Based on my understanding, AWS CloudTrail is the service that enables customers to audit API calls in their AWS accounts. It provides a detailed history of all API activity, which is exactly what this question is asking about.
I'm a little confused by the options. AWS Trusted Advisor and Amazon Inspector don't seem directly related to auditing API calls, but I'm not 100% sure. I'll have to review the service descriptions to make sure I pick the right one.
AWS CloudTrail is definitely the right answer here. I remember learning about it in my AWS training - it's specifically designed to track and record all API activity in an AWS environment.
Hmm, I'm a bit unsure on this one. I know AWS has a few different logging and monitoring services, so I'll have to think through the differences between them to decide which one is best for auditing API calls.
I'm pretty confident this is AWS CloudTrail. It's the service that logs all API calls made within an AWS account, so it seems like the obvious choice for auditing API activity.
I'm confident I know the answer here. The objectives are all about understanding and managing personal information, so the one that's not an objective is the "None of the above" choice.
Okay, I got this. The main factors are the underlying disk subsystem, over-allocation of shared hardware, and the need to validate actual performance. Option E covers all of those, so that's the one I'm going with.

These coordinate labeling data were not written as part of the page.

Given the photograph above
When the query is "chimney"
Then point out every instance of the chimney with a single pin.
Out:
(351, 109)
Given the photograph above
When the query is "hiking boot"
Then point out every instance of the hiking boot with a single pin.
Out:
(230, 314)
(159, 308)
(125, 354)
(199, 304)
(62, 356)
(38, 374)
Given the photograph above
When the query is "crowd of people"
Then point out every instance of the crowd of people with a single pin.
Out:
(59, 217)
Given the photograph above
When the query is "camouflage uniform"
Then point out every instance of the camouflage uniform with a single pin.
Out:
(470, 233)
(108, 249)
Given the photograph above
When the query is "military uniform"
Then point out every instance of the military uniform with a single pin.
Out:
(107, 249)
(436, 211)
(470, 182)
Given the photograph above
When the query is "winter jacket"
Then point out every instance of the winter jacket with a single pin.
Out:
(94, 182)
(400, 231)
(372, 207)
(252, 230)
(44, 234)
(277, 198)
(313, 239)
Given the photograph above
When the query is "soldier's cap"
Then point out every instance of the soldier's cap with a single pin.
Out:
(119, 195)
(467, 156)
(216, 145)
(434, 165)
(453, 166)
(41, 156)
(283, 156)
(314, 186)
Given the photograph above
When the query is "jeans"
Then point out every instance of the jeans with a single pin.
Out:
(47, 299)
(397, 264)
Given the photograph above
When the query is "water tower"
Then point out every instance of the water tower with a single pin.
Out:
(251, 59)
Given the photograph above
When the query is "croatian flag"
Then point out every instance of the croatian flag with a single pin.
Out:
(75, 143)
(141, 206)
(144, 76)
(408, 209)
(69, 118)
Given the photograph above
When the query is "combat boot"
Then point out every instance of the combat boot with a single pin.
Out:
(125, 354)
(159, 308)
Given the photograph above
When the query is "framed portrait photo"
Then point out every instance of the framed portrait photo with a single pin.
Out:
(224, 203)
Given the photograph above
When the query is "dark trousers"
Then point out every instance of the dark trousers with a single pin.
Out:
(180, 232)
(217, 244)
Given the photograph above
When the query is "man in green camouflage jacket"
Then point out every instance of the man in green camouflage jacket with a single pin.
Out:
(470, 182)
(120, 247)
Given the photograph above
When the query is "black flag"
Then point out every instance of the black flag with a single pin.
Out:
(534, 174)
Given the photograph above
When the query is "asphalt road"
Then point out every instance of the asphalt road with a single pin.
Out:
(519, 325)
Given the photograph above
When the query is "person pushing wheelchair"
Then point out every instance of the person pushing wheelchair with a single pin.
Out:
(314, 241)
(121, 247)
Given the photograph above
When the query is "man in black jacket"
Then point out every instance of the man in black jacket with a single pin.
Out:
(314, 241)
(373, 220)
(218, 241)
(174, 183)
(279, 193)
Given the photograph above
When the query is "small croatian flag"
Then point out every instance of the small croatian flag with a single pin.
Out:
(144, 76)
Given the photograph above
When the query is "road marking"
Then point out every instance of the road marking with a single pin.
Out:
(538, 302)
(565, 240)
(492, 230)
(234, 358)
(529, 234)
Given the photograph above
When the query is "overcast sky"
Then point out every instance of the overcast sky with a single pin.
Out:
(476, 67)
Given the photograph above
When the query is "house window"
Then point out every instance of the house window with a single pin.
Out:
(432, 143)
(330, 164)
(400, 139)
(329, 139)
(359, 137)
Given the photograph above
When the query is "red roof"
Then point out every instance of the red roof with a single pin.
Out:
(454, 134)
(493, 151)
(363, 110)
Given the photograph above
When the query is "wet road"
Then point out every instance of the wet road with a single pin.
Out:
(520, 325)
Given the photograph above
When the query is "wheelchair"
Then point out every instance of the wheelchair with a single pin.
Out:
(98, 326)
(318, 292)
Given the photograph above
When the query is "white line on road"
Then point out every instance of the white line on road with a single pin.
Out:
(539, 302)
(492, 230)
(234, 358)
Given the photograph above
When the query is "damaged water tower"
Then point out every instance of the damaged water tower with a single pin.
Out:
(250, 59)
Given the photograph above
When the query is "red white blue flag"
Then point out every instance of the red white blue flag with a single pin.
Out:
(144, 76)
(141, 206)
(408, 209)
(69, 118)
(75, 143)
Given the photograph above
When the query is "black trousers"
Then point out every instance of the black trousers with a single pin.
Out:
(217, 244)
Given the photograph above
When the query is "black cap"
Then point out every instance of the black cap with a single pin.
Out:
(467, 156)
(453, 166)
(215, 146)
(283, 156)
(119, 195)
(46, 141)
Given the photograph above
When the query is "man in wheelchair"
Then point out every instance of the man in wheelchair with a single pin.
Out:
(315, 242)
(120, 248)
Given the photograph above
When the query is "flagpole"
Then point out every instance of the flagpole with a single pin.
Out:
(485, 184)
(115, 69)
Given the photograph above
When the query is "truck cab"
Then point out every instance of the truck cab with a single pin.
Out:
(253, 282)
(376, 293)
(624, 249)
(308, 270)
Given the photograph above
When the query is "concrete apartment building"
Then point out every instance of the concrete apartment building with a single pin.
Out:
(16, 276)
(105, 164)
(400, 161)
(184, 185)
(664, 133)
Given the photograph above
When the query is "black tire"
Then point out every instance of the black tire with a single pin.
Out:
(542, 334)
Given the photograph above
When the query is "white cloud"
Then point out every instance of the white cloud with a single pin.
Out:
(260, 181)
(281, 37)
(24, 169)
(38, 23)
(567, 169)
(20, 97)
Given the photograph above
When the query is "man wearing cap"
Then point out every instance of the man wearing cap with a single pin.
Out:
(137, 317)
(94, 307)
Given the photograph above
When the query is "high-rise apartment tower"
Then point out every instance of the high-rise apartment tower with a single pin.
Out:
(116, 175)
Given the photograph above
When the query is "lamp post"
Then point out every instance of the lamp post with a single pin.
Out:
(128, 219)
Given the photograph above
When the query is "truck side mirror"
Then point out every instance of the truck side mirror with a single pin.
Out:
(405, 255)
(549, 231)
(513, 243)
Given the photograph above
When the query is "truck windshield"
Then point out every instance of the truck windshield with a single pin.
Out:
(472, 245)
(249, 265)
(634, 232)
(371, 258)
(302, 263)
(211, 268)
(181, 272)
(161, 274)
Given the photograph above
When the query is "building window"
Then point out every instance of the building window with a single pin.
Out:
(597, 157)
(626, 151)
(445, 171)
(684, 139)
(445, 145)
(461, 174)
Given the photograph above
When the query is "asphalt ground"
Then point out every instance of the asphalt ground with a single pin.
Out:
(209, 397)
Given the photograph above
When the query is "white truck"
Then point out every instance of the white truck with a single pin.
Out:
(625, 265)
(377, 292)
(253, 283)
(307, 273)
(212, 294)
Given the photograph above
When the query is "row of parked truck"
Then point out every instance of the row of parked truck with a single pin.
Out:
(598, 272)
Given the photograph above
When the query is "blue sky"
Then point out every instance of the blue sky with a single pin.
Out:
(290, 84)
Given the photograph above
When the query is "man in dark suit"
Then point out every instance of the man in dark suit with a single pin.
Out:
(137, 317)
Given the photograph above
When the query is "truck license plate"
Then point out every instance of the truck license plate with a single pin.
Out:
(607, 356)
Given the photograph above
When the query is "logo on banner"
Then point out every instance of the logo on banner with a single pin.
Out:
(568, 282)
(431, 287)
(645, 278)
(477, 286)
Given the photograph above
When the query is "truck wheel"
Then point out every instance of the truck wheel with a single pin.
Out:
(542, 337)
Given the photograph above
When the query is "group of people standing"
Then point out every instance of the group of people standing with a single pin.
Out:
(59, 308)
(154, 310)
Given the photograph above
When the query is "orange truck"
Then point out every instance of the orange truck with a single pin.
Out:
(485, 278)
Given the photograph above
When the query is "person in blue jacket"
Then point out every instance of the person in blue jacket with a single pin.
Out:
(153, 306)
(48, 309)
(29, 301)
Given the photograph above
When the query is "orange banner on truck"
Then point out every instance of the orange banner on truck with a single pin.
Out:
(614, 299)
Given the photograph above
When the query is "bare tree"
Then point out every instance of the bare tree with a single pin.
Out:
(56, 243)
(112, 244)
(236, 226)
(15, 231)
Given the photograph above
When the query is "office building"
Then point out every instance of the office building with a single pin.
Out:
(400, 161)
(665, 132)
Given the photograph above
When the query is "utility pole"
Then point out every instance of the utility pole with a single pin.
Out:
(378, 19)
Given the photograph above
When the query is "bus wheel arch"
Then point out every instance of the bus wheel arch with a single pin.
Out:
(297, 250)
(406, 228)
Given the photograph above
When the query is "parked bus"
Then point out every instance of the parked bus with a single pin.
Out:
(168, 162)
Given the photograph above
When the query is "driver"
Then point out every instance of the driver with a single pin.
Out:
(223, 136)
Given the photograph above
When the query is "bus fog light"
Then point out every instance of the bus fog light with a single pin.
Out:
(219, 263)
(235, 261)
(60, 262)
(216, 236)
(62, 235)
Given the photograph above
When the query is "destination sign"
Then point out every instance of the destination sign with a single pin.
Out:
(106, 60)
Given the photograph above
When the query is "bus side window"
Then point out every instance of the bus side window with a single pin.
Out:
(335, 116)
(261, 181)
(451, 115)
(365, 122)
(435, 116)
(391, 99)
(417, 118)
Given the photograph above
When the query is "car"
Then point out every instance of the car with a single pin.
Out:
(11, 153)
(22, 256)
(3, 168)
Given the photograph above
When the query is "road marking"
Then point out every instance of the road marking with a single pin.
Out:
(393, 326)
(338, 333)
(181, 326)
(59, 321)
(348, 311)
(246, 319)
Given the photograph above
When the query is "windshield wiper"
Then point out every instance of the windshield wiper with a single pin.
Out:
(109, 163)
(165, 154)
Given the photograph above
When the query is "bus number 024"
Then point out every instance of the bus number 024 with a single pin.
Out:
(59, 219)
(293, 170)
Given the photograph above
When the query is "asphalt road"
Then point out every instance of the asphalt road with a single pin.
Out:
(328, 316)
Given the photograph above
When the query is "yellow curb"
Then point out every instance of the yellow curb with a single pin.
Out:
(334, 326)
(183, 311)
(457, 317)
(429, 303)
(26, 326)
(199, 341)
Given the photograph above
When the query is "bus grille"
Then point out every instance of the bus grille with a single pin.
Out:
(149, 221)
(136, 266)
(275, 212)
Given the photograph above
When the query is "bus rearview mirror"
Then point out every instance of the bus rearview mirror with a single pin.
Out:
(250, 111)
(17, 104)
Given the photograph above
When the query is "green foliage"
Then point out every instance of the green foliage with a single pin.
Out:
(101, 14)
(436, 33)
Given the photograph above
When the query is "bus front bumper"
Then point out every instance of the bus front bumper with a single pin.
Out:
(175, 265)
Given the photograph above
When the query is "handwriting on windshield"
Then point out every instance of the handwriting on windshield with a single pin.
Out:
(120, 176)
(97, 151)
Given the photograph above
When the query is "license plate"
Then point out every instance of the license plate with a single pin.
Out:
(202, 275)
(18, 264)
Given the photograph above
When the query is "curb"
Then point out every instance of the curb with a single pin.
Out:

Trusted Advisor is super helpful, but it's more about providing best practice recommendations, not auditing API calls. I'm with you guys on CloudTrail being the right answer.
AWS X-Ray is great for tracing API calls and understanding the performance of your distributed applications, but I don't think it's the answer here. I'm leaning towards CloudTrail as well.
Hmm, I was thinking Amazon Inspector, since it can help you audit your resources for security vulnerabilities. But I guess that's not really about auditing API calls specifically.
This is a tricky one! I'm pretty sure the answer is AWS CloudTrail, since it's the service that records API calls in your AWS account. But let me double-check the options just to be sure.